Nobody’s Fool (1994)
The charisma of Paul Newman as Sully and the unobtrusive direction of Benton combine to form this unsurprising meditation on growing old in America. Set between the Thanksgiving holiday and New Year, the film tracks the loneliness of Sully and of other people in the decrepit town. The old man, Sully is seen as a never do-gooder, but when his relationship with former employer Bruce Willis, landlady Jessica Tandy and other colorful towns people emerge, we get to see a whole different person. It is a feel-good Thanksgiving flick, which humanely depicts the flawed characters, trying to cope in hard times.
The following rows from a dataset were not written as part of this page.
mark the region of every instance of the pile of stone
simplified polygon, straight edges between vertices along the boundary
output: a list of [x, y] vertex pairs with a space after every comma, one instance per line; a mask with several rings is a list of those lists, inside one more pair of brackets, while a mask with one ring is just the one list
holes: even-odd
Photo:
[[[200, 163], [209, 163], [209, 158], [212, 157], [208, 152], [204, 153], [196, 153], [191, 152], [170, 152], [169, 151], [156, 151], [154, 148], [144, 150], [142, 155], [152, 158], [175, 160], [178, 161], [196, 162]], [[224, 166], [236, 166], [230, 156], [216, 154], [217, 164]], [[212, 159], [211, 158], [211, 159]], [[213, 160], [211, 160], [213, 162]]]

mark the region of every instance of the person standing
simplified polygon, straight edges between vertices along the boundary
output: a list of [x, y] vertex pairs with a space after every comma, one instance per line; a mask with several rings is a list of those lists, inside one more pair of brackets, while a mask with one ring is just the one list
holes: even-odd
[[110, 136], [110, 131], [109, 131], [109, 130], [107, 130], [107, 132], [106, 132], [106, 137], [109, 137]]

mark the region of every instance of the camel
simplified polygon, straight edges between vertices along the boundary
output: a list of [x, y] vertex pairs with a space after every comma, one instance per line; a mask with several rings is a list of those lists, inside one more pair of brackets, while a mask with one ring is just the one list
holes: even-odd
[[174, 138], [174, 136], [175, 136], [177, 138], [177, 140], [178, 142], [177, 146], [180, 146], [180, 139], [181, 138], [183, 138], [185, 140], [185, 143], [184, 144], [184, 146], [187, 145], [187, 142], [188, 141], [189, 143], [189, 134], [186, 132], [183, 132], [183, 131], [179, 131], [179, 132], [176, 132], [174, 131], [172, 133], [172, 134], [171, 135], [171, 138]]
Home for the Holidays (1995)
Jodie Foster’s unsugared ‘Thanksgiving’ movie has a scenario that has been often seen: Families literally separated by distance and time see each other only at Thanksgiving holidays. The excellent cast consists of hilarious Holly Hunter as daughter, nagging Anne Bancroft as mother, scatterbrained Charles Dunning as father and a frivolous Robert Downey Jr. as brother. The best part of this flick is that it surpasses the joke and digs deep into each character to provide a recognizable family of real people, not just caricatures. And finally, vividly drawn directorial attempt by Foster is like a eulogy to the great American tradition of family gathering.
The Ice Storm (1997)
Ang Lee’s unremittingly bleak suburban drama about culture shock is set in 1973 Thanksgiving weekend, in New Canaan, Connecticut – a depressing town with frozen glace. Extra-marital affairs, adolescent disenchantment and various family crises are blended in this socio-political movie, which perfectly evocates the fads, habits and attitudes of the early American ’70s. Apart from the spot-on performances of thespians Kevin Kline, Sigourney Weaver and Joan Allen, the film has unrestrained directorial vision of Ang Lee, which is devoid soap-opera melodramatics. This is not a feel-good movie for a Thanksgiving weekend, but this morality play, set around the traditions, never gets preachy or boring.
Pieces of April (2003)
Peter Hedges’ dysfunctional family drama has all the perfect ingredients of a holiday classic. A young girl, April Burns lives in a run-down apartment with her boyfriend and has invited her estranged family for Thanksgiving. The Burns family, especially the terminally ill mother, has no interest to visit April. However, many exciting elements come together in this harmonious reconciliation tale. Katie Holmes and Patricia Clarkson, as daughter and mother give one of their career best performances. This film is neither a mad-cap comedy nor a dark, gritty drama. It finds an excellent middle ground and brings out the significance of the Thanksgiving tradition – to make exultantly warmth family memories. It is a perfect portrait about the Turkey time and above all — love.